Getting back to my day dreaming, Tapani Jokinen (Nokia Design) answer on this is: “Everything is feasible, it just takes a certain amount of time to get there. Today it is more about our imagination, there is always a way to realize it.” Imagination is an instrument of survival.
Innovation lessons
The conference also highlighted some insights with regards to the innovation process and the importance of user-driven design. Only technology will not create a product. Be aware that a prototype is the way to achieve an industrial production, but not the end goal. At least as important are technical feasibility to scale up, costs and availability (production time is very important in fashion) and the Net-promoter score (will you recommend it to a friend). For this a good teamwork is required between technology, business and user. In order to make that work, storytelling and genuineness are central. There is a story that a products can evoke in the life of people. When you are able to tell that, you will generate engagement. For this reason it is very important to know what motivates people: design around you, not for you. In other words, the end user design about comfort experience and measured discomfort. In the new virtual world interaction with customers (how it connects) is very important, leading to questions as : what effect will intimate technology have? How will people react when it comes very close to self-expression, self-identity and self-projection into a system. It means talking about relationships- in other words closeness. How does a product give you confidence, give you the idea of being in control and be beautiful in it? This is where wearable technology can play an important part: Wearable’s as a connection to society
Innovation is about creating links: it is a west side story. Bringing two not connected ‘sectors’ together: Let them collide and see what romance can happen. In the end, creating the future is about finding a common love to innovate in order to survive.

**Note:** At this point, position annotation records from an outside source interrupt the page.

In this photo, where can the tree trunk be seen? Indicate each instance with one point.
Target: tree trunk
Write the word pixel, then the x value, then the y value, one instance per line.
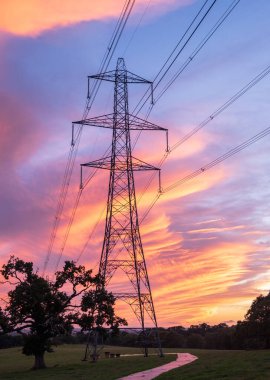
pixel 39 362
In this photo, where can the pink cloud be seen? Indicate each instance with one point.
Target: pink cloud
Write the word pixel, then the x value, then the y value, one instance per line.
pixel 32 17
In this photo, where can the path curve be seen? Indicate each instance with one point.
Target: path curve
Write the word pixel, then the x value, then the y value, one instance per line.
pixel 149 374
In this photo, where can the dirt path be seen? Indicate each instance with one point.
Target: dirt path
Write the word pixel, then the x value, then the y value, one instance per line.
pixel 149 374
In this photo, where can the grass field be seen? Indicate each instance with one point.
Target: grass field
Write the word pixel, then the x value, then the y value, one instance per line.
pixel 66 364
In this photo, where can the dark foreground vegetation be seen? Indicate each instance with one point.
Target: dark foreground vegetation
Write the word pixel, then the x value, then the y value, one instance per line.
pixel 66 364
pixel 39 314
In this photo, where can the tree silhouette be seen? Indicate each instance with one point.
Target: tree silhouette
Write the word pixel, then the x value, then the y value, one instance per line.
pixel 41 309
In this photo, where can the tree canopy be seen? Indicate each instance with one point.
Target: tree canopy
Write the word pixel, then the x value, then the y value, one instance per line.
pixel 41 309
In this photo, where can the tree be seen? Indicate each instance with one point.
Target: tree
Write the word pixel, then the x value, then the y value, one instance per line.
pixel 41 309
pixel 255 329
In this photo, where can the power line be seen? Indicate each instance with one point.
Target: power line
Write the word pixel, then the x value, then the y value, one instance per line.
pixel 208 36
pixel 125 13
pixel 209 166
pixel 146 96
pixel 223 107
pixel 210 118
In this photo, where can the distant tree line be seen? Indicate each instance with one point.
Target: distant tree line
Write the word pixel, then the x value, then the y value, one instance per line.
pixel 40 313
pixel 251 334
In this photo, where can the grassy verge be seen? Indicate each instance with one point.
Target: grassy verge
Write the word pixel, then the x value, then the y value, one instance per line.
pixel 65 364
pixel 220 365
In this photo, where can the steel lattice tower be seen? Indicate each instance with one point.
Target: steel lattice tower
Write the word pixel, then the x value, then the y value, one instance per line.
pixel 122 245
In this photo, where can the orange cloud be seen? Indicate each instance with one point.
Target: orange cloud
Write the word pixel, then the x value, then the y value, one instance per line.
pixel 32 17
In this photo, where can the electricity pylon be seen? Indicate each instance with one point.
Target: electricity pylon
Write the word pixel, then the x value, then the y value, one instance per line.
pixel 122 245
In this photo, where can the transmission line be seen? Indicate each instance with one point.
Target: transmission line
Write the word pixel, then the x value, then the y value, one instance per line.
pixel 210 118
pixel 200 46
pixel 76 139
pixel 208 166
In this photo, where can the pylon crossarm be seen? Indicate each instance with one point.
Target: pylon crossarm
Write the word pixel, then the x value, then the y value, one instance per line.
pixel 136 123
pixel 105 163
pixel 106 121
pixel 109 76
pixel 103 121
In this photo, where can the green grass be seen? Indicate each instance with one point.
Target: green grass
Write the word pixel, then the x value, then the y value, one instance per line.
pixel 65 364
pixel 223 365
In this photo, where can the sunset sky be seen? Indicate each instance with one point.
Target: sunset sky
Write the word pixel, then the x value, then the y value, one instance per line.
pixel 206 242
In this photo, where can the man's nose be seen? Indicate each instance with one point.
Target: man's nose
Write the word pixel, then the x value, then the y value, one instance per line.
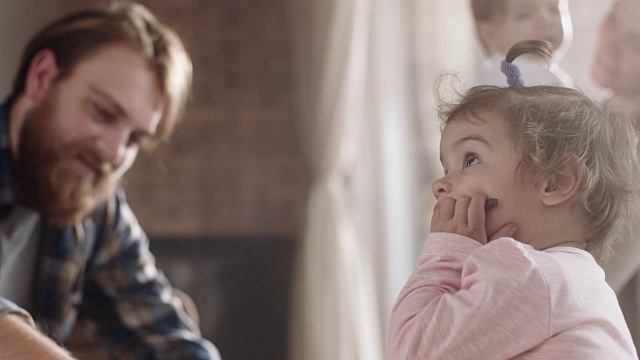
pixel 441 187
pixel 111 145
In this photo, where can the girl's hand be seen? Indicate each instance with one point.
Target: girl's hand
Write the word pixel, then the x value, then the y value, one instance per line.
pixel 466 216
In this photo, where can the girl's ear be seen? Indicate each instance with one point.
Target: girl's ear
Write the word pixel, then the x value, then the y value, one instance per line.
pixel 41 74
pixel 563 184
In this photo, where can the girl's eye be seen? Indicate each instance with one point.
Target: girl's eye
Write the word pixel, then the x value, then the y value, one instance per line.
pixel 471 160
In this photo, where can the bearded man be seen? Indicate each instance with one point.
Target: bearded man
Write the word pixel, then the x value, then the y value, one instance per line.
pixel 93 89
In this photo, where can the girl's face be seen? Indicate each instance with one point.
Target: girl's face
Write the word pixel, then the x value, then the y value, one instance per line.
pixel 525 20
pixel 617 61
pixel 479 157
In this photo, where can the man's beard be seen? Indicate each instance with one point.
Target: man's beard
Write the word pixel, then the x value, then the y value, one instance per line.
pixel 46 171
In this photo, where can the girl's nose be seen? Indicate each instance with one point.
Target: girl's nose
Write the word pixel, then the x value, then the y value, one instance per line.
pixel 440 187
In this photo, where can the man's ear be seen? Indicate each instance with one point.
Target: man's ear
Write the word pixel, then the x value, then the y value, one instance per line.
pixel 563 184
pixel 486 33
pixel 41 74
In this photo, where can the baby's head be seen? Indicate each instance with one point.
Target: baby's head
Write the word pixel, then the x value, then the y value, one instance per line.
pixel 502 23
pixel 540 147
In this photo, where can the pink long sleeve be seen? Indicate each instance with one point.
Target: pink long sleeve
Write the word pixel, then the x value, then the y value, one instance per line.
pixel 469 301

Together you create new everlasting stories. The first thing is to set the aspiration, the vision. With stepping stones you can gradually get there.
A last remark on innovation from the Arena Group “it is not how you start, it’s how you finish”. Indeed, innovation is iteration and experimentation. You learn, adopt and recreate. Update, adapt and play. But in the end what counts are the results: the new products and services that change our life for the better. The Smart Fabrics Conference showed that we can expect a lot of new products in the near future.